There were two: one that your posts reflect ignorance, and the other that you post Rupert Murdoch propaganda. Both are easily demonstrated.
You may not like the truth, but as Harry Truman said, 'I don't give Republicans hell, I just tell the truth about them and they think it's hell.'
But instead of addressing the issues - your ignorance and propaganda parroting - you try to make a (false) attack instead to distract from the problems with your posts.
As your ideology is being decimated by its failure to deliver any result but a monstrous national debt and favored Party payoffs
No, you don't get to sneak your next lie in by putting it in the 'assumption' part of your comments.
The Democrats haven't got done as much as they should - again in large part by progressives not having a majority. But they have gotten a hell of a lot done anyway, as I've posted some lists before, and the larger issue is they're a whole lot better than the Republicans who are out to hurt Americans, period, for the benefit of a few. To return us to the extraction of wealth to the top from everyone else, weaken the economy, serve corporate agendas and so much more that they have done.
Government can never reduce poverty since it does not produce, but only consumes and squanders wealth.

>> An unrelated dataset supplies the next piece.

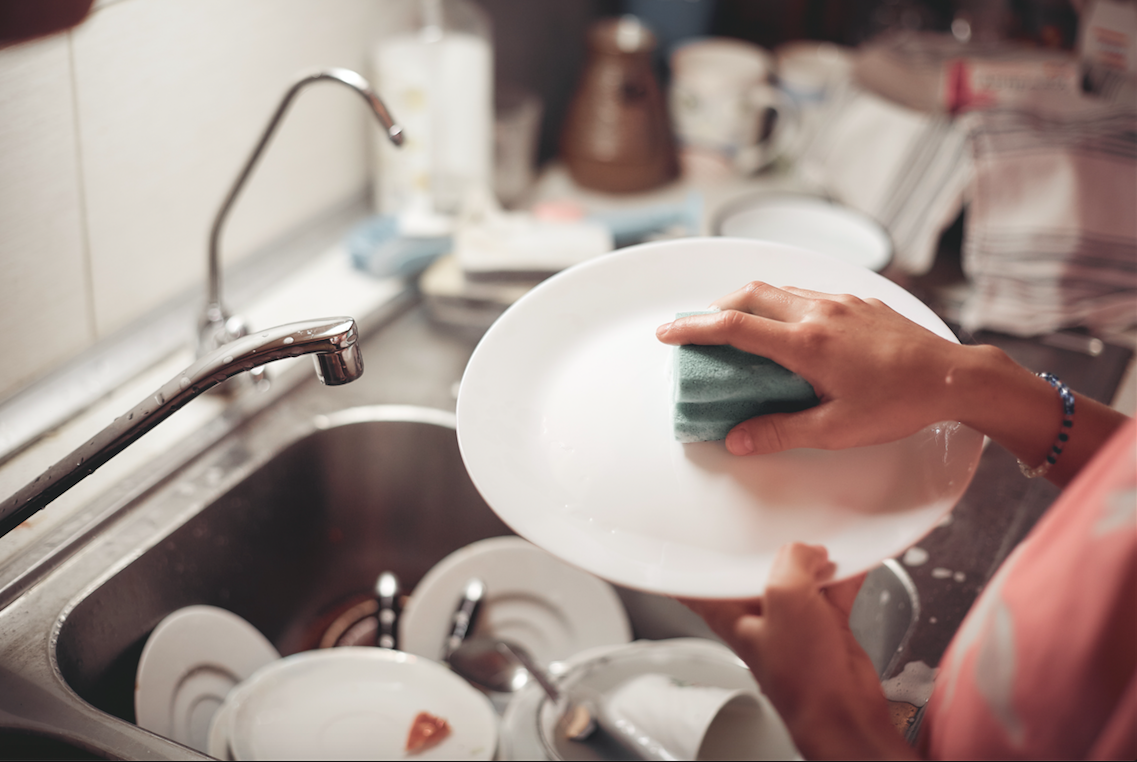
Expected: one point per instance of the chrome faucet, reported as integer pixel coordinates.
(217, 326)
(331, 341)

Do I need to add idiocy to the description of your comments? They reinforce the comment on ignorance, as well.
They're beneath reply - like someone who argues that the Masons run everything or other such irrational nonsense.
Clearly government policy has a huge effect on wealth, poverty, and related matters, not because it 'produces things', but because it's the referee for the system.

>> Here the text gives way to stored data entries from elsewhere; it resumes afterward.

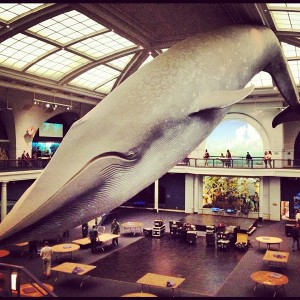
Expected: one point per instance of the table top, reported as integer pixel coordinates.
(161, 280)
(102, 238)
(34, 290)
(63, 248)
(269, 239)
(132, 224)
(140, 294)
(68, 267)
(4, 253)
(269, 278)
(22, 244)
(276, 256)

Your argument is like saying that a quarterback's statistics aren't affected by the game's rules, because the NFL rulemakers don't throw the football.
Read the summary of Johnson again. For just one example, massive investment in education by *the government* has an impact on the economy in coming decades.

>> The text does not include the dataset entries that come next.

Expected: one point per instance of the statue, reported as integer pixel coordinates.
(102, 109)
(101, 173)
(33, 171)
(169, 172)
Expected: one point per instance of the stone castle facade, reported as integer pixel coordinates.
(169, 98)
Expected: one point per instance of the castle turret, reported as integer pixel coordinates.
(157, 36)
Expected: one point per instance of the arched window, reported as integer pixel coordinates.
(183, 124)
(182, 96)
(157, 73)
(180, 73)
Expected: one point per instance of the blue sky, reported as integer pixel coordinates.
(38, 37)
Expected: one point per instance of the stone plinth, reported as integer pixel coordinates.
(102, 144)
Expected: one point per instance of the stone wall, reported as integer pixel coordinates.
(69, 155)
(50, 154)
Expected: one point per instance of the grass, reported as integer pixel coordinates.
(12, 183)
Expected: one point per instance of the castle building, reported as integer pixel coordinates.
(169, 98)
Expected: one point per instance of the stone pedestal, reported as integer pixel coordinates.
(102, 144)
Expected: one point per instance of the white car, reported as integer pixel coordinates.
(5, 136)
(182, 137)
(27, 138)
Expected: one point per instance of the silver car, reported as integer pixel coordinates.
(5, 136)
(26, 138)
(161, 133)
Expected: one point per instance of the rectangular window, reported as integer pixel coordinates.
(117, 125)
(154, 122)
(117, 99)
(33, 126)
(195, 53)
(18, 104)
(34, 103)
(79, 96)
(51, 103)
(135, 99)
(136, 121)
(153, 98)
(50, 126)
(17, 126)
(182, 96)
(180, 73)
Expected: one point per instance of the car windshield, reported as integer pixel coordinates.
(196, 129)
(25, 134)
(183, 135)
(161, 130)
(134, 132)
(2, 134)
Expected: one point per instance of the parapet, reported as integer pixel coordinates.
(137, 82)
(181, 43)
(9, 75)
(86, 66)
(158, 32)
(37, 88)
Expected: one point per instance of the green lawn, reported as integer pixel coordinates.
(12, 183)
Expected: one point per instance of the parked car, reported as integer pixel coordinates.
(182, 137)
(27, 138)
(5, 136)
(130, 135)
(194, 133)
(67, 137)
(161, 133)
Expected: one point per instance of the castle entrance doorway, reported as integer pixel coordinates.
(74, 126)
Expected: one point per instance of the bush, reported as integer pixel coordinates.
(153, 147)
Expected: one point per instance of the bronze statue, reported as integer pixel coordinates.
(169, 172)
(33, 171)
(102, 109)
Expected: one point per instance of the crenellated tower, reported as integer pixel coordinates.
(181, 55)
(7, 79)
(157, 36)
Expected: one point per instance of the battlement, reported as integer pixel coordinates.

Lyndon Johnson's silly "war" on poverty
Cutting the percent of Americans under the poverty line that had held steady in the low 20's for a long time by a third to where it's held steady since isn't 'silly'.
Rather the word 'silly' for that reflects only on your being a blind ideologue with nothing but falsehoods for the discussion.
The War on Poverty was in reality a State-sponsored war on opportunities for the poor and on all Americans.
You're a worse ideologue than the truest believer who wrote for Pravda.
Let's contrast your parroted ideology on 'war on opportunity... for all Americans' with the paragraph I bolded above with the facts:
Most importantly, the Johnson administration presided over the longest upward curve of prosperity in the history of the nation. More than 85 months of unrivaled economic growth marked this as the strongest era of national prosperity. The average weekly wage of factory workers rose 18 percent in 4 years. Over 9 million additional workers were brought under minimum-wage protection. Total employment, increased by 7.5 million workers, added up to 75 million; the unemployment rate dropped to its lowest point in more than a decade.
Really, I'm guilty of not attacking your falsehood-filled posts with the language they deserve.